LLM-MINE: Large Language Model based Alzheimer's Disease and Related Dementias Phenotypes Mining from Clinical Notes
This work addresses the challenge of accurate ADRD phenotype extraction for early detection and disease staging in healthcare, representing an incremental improvement over existing methods.
The paper tackled the problem of extracting Alzheimer's Disease and Related Dementias (ADRD) phenotypes from unstructured clinical notes in electronic health records, proposing LLM-MINE, a large language model-based framework that achieved the best clustering performance with ARI=0.290 and NMI=0.232, substantially outperforming baselines.

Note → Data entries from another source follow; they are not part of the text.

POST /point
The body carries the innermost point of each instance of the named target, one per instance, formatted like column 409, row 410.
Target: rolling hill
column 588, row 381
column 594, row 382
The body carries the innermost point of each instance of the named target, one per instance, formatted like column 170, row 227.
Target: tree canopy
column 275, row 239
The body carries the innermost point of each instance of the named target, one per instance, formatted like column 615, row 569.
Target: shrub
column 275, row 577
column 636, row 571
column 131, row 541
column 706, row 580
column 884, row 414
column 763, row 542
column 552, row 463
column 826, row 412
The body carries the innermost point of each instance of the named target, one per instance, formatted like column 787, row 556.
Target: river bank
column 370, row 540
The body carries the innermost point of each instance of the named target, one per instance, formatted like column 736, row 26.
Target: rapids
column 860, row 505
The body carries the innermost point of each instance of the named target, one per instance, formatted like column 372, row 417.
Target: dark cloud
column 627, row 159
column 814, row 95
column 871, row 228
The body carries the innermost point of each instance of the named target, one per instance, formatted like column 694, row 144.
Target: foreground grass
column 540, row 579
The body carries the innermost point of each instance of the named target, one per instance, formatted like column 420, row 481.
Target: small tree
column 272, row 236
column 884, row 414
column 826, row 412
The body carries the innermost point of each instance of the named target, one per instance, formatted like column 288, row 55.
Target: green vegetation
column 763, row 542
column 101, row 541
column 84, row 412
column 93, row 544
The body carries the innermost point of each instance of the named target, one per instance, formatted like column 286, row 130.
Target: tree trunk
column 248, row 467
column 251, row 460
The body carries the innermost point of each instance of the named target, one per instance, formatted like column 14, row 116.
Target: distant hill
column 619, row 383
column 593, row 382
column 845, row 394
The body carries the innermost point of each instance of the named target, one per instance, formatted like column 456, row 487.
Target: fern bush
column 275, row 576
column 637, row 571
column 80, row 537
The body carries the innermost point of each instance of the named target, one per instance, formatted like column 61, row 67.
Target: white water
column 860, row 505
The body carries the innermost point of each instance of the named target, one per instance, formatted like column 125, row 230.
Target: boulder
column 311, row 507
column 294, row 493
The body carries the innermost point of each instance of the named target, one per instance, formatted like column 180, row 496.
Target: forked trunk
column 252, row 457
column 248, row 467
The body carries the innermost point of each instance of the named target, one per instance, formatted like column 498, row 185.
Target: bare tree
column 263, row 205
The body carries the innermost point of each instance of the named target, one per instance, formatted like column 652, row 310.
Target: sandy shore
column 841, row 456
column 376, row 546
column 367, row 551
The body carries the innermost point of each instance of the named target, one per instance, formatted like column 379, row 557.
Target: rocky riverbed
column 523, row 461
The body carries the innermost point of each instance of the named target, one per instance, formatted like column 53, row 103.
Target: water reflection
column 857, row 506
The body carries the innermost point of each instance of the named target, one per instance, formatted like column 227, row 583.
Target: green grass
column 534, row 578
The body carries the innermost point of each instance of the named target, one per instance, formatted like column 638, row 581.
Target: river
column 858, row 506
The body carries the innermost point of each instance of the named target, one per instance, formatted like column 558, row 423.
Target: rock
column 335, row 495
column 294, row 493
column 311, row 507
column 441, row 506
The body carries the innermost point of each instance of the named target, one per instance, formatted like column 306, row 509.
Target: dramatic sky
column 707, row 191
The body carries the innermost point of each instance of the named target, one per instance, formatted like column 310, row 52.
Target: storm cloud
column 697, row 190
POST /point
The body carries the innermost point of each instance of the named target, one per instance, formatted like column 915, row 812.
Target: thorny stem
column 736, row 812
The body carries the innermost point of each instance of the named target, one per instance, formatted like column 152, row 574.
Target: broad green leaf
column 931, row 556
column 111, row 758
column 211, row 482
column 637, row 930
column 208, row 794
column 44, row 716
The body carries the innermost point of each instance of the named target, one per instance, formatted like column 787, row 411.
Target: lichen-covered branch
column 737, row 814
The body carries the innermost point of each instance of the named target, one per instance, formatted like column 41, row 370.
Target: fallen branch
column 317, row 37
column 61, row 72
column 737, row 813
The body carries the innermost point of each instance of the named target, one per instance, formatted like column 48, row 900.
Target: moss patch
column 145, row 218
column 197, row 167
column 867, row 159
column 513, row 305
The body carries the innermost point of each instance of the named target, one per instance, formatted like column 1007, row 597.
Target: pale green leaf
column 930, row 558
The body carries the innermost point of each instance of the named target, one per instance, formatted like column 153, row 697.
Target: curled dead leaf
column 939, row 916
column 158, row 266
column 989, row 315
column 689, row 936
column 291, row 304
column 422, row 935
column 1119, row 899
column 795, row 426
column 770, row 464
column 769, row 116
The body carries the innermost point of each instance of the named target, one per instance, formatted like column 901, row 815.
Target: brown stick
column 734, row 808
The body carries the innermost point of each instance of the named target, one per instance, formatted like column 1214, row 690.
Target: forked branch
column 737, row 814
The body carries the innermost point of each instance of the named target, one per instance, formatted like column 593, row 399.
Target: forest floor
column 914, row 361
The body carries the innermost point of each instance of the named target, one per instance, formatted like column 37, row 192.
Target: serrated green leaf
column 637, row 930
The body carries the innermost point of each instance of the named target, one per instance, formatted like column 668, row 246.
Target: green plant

Accurate extraction of Alzheimer's Disease and Related Dementias (ADRD) phenotypes from electronic health records (EHR) is critical for early-stage detection and disease staging. However, this information is usually embedded in unstructured textual data rather than tabular data, making it difficult to be extracted accurately. We therefore propose LLM-MINE, a Large Language Model-based phenotype mining framework for automatic extraction of ADRD phenotypes from clinical notes. Using two expert-defined phenotype lists, we evaluate the extracted phenotypes by examining their statistical significance across cohorts and their utility for unsupervised disease staging. Chi-square analyses confirm statistically significant phenotype differences across cohorts, with memory impairment being the strongest discriminator. Few-shot prompting with the combined phenotype lists achieves the best clustering performance (ARI=0.290, NMI=0.232), substantially outperforming biomedical NER and dictionary-based baselines. Our results demonstrate that LLM-based phenotype extraction is a promising tool for discovering clinically meaningful ADRD signals from unstructured notes.